Os tratados citados focam a dignidade situando-a como ações no campo da bioética, mesmo sem estar bem definida a sua conceituação sendo compreendida como o ponto de conexão entre os direitos humanos e a Bioética.

Os direitos humanos, universais, por serem resultados da dignidade humana, constituem um conjunto de bens ou direitos invioláveis, os quais devem ser promovidos e protegidos em todas as relações. Nessa direção, considera-se que a Bioética tem por objeto questões éticas relacionadas à vida, à dignidade da pessoa humana /humanidade.

Há posicionamentos contrários a essa defesa, como o raciocínio da imprecisão quanto ao conteúdo da dignidade humana elaborado por Macklin (54). Ela afirma que a dignidade humana tem sido promovida muito mais como um slogan e, segundo ela, não passa de mero sentimento de respeito aos seres humanos. Por isso ela defende que a dignidade humana seja substituída por autonomia, o que vai de encontro com as concepções de dignidade humana defendidas pela BI e por Josué de Castro inclusive. Trata-se de um posicionamento pejorativo com relação aos ideais de direitos humanos de nível internacional.

A concordância parcial assumida esbarra na afirmação de que a dignidade humana visa especialmente os seres humanos, não sendo possível nas discussões Bioéticas desconsiderar este princípio, reduzindo-o como Macklin sugere. Por esta razão percebe-se que a teoria encabeçada por Macklin (54) não se apresenta como entendimento majoritariamente defendido pelos doutrinadores da Bioética e da Ética Médica. Tal postura parte de um falso pressuposto de que todas as pessoas possuem

condições ideais de serem autônomas, desprezando as diversas condições econômicas, políticas e sociais diferenciadas.

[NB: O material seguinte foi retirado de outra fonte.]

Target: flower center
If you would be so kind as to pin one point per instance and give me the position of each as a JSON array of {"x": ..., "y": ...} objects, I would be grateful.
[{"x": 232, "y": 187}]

No Brasil, a Constituição Federal de 1988 (55) instituiu o Sistema Único de Saúde (SUS), garantindo “o acesso universal e igualitário às ações e serviços para a promoção, proteção e recuperação da saúde”. Seguem-se outros exemplos de normatização garantidora da obediência ao princípio de igualdade da assistência à saúde, sem preconceitos ou privilégios de qualquer espécie. A Constituição de 1988 situa a dignidade humana em seu primeiro artigo e, considerado o contexto de sua elaboração/promulgação, dá conta da importância que lhe é dada como fundamento da ordem jurídica do Estado brasileiro.